Human Rights Watch and the International Commission of Jurists decried the motion as an attack on independence, but it exposed her confrontational style. She resigned weeks before retirement amid protests, a chapter her 2018 autobiography Nyaya (“Justice”) glosses over without reckoning for the instability it bred.
In dissent during the 2013 Om Bhakta Rana v. CIAA case on Sudan peacekeeping corruption, Karki ruled former Chief Justice Khil Raj Regmi’s interim premiership unconstitutional a stance now haunting her own role. Article 128(2) mandates impartial constitutional interpretation; her selective clashes with executives, now as one, betray that duty.
Governance under Karki has faltered further. Over 12,500 prisoners escaped amid September chaos, with fugitives crossing into India; many weapons remain unrecovered. This violates Article 51(a)(5)’s call for accountable security forces.

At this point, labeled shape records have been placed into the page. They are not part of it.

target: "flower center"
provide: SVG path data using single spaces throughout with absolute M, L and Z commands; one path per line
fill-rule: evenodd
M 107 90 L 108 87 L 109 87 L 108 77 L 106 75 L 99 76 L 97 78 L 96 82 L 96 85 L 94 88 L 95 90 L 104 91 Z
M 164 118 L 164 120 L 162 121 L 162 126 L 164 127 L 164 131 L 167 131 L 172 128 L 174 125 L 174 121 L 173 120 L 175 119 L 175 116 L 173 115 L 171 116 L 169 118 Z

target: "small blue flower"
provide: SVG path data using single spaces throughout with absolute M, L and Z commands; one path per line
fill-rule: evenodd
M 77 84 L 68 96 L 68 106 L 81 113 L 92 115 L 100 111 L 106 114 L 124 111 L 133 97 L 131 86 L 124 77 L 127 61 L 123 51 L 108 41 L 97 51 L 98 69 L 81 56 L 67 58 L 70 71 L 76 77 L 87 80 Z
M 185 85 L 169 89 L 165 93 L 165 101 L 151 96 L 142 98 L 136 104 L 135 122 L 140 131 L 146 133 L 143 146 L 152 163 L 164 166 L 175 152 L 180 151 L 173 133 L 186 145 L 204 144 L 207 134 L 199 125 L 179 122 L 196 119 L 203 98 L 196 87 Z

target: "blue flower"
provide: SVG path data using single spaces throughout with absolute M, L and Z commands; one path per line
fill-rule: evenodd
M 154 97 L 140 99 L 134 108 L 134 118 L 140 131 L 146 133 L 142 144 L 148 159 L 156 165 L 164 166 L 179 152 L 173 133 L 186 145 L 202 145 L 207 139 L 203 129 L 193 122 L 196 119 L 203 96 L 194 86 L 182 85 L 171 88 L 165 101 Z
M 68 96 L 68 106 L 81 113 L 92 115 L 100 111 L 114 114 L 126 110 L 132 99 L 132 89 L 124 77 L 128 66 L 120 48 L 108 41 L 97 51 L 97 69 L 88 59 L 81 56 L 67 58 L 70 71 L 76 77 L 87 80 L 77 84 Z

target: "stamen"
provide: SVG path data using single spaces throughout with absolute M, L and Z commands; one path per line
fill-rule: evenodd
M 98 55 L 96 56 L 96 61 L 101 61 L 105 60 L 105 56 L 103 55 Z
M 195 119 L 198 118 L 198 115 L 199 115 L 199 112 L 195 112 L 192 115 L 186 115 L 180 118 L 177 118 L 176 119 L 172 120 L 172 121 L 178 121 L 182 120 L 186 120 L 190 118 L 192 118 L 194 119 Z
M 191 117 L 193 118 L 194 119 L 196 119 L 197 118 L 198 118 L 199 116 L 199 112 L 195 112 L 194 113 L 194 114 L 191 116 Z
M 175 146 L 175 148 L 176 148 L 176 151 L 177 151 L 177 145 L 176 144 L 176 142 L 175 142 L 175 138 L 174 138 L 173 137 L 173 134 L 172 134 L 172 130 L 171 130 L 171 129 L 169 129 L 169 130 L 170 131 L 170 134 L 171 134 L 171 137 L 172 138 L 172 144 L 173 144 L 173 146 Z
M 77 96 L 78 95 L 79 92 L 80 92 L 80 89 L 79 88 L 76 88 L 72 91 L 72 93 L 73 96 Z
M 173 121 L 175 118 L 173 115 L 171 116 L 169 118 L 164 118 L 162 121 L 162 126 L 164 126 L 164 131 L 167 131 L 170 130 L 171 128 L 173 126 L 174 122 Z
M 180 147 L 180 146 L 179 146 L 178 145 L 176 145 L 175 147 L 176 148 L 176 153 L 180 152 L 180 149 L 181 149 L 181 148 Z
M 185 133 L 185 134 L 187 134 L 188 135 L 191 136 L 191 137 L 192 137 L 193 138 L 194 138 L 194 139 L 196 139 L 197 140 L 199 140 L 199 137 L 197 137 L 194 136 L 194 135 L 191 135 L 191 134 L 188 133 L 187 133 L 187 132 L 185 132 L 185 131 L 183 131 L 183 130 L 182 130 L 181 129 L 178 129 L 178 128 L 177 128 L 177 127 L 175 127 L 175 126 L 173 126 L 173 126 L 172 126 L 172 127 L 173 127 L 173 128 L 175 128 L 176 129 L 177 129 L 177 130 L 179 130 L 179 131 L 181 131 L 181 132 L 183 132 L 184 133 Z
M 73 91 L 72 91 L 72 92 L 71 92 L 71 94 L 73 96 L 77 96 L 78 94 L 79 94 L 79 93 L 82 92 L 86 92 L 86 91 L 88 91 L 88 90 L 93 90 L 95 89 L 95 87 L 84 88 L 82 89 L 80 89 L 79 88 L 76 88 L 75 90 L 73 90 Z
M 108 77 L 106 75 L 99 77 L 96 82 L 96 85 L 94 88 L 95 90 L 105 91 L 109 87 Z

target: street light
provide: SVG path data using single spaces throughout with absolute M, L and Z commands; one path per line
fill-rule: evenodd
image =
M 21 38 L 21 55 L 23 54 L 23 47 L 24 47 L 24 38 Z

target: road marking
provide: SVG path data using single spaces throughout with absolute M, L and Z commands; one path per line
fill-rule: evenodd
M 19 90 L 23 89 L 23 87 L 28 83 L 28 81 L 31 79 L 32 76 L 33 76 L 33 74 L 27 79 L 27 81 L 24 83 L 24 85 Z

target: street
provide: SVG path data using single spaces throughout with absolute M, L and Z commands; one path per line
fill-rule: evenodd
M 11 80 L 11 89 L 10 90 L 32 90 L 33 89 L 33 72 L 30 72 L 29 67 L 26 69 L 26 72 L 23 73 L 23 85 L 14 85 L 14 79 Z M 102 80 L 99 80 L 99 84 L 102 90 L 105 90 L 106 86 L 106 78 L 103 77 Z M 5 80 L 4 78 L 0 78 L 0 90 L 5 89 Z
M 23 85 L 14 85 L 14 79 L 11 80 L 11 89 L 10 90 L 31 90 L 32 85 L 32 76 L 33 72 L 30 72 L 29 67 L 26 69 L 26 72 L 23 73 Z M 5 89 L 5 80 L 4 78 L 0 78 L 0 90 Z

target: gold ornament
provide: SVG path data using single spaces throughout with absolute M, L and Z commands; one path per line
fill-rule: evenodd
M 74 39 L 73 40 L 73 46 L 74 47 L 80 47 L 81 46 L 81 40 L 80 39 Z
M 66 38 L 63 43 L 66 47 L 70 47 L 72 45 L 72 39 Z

The National Vigilance Centre, under prime ministerial oversight per Section 37 of the Prevention Act, has issued no alerts on irregularities. Nepal’s robust anti-corruption framework including the Money Laundering Prevention Act, 2064 (2008) and UNCAC ratification in 2011 demands whistleblower safeguards via the Right to Information Act, yet Karki’s silence implicates complicity under Article 80’s ministerial oath.
As X posts surge with #SushilaKarkiResignNow and #GenZProtestNepal, the youth who bled for change 76 dead nationwide, per Human Rights Watch refuse to relent. Karki must resign under Article 77(1)(a), submitting notice to Paudel, or face no-confidence per Article 100. Restoring parliament, empowering the CIAA, and honouring Gen Z’s Discord-born mandate are non-negotiable. Nepal’s revolution was not for recycled hypocrisy, but for leaders who serve, not shield, the people.